AI Article Synopsis

  • Excessive glutamate after traumatic brain injury (TBI) can lead to cell death and post-traumatic epilepsy, with GLT-1 being the primary glutamate transporter in the brain.
  • In a rat model of TBI, GLT-1 expression was found to be significantly reduced in the affected cortex, but treatment with ceftriaxone restored GLT-1 levels.
  • Ceftriaxone treatment also lowered astrogliosis markers and significantly decreased the duration of post-traumatic seizures, indicating its potential for TBI-related epilepsy management.

Article Abstract

Excessive extracellular glutamate after traumatic brain injury (TBI) contributes to excitotoxic cell death and likely to post-traumatic epilepsy. Glutamate transport is the only known mechanism of extracellular glutamate clearance, and glutamate transporter 1 (GLT-1) is the major glutamate transporter of the mammalian brain. We tested, by immunoblot, in the rat lateral fluid percussion injury TBI model whether GLT-1 expression is depressed in the cortex after TBI, and whether GLT-1 expression after TBI is restored after treatment with ceftriaxone, a well-tolerated β-lactam antibiotic previously shown to enhance GLT-1 expression in noninjured animals.
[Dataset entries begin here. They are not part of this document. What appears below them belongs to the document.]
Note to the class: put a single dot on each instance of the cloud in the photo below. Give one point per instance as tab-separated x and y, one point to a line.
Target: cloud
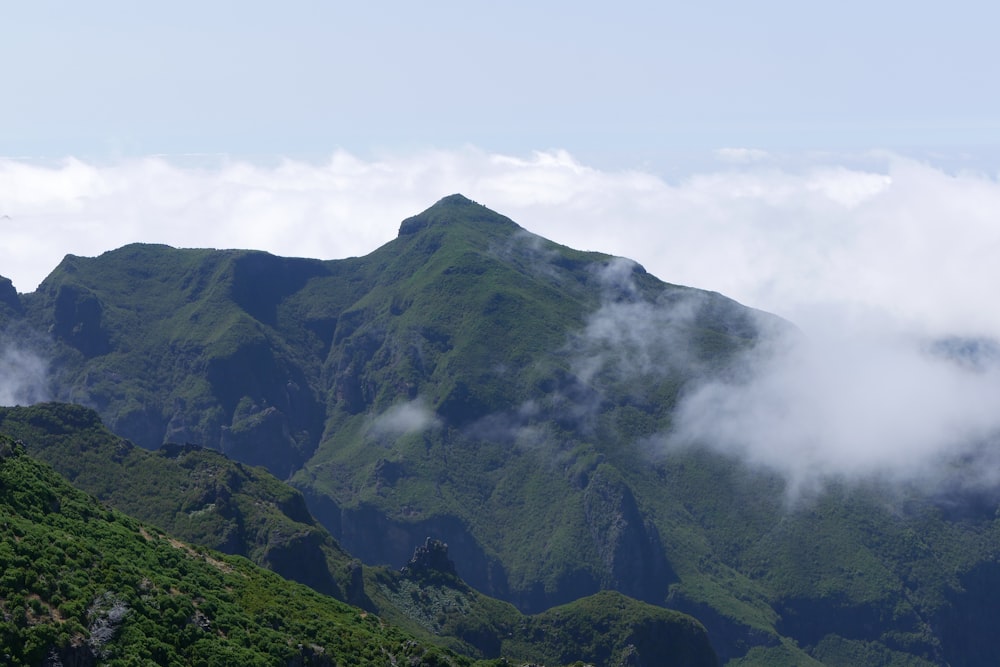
891	407
403	419
873	256
23	376
878	232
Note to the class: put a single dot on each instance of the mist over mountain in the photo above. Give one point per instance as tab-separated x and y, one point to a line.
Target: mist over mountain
568	423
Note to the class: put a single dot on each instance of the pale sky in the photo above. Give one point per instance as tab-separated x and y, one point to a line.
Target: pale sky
834	163
617	85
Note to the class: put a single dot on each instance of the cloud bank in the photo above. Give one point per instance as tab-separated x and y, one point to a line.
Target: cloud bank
892	235
873	256
23	376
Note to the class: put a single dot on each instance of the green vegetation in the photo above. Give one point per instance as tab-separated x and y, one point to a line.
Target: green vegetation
207	500
82	582
474	383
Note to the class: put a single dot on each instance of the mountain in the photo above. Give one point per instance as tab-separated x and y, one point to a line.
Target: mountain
474	383
426	599
85	585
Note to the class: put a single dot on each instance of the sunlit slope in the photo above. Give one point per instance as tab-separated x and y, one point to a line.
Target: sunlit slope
475	383
83	584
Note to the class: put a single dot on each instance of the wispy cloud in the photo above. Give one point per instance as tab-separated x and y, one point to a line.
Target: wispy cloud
403	419
23	375
872	256
896	236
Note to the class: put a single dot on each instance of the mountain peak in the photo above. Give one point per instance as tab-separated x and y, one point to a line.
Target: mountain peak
451	210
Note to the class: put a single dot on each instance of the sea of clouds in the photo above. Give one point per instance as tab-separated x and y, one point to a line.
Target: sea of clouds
875	259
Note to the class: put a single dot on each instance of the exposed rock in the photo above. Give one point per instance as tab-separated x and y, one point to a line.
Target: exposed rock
429	559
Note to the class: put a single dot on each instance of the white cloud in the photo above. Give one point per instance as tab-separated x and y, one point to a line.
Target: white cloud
404	418
901	237
871	261
23	376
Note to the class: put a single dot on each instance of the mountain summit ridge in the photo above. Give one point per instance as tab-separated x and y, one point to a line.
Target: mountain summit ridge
454	209
477	384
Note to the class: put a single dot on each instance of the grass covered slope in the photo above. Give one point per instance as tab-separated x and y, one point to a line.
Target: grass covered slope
472	382
83	584
207	500
194	494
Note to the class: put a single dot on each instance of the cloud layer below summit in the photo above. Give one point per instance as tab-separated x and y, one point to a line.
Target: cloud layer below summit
892	239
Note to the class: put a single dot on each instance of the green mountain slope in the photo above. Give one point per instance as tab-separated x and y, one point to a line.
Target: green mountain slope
436	606
191	493
82	584
472	382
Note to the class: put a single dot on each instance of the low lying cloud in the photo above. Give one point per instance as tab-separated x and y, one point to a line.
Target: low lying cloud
23	376
403	419
891	407
878	231
874	257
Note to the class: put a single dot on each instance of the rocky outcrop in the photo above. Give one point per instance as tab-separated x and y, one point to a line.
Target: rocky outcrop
430	559
628	546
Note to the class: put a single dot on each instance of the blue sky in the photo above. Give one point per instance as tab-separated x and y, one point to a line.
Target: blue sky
834	163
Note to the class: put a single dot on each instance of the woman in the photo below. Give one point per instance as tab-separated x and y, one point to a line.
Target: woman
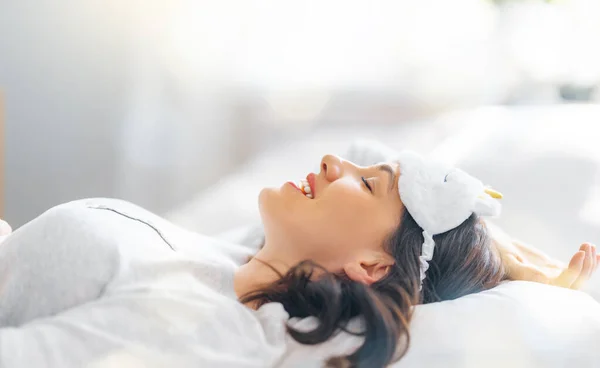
338	246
We then tested whether treatment with ceftriaxone mitigates the associated regional astrogliosis, as reflected by glial fibrillary acid protein (GFAP) expression, and also whether ceftriaxone treatment mitigates the severity of post-traumatic epilepsy. We found that 7 days after TBI, GLT-1 expression in the ipsilesional cortex was reduced by 29% (n=7/group; p<0.01), relative to the contralesional cortex. However, the loss of GLT-1 expression was reversed by treatment with ceftriaxone (200 mg/kg, daily, intraperitoneally). We found that ceftriaxone treatment also decreased the level of regional GFAP expression by 43% in the lesioned cortex, relative to control treatment with saline (n=7 per group; p<0.05), and, 12 weeks after injury, reduced cumulative post-traumatic seizure duration (n=6 rats in the ceftriaxone treatment group and n=5 rats in the saline control group; p<0.001). We cautiously conclude that our data suggest a potential role for ceftriaxone in treatment of epileptogenic TBI.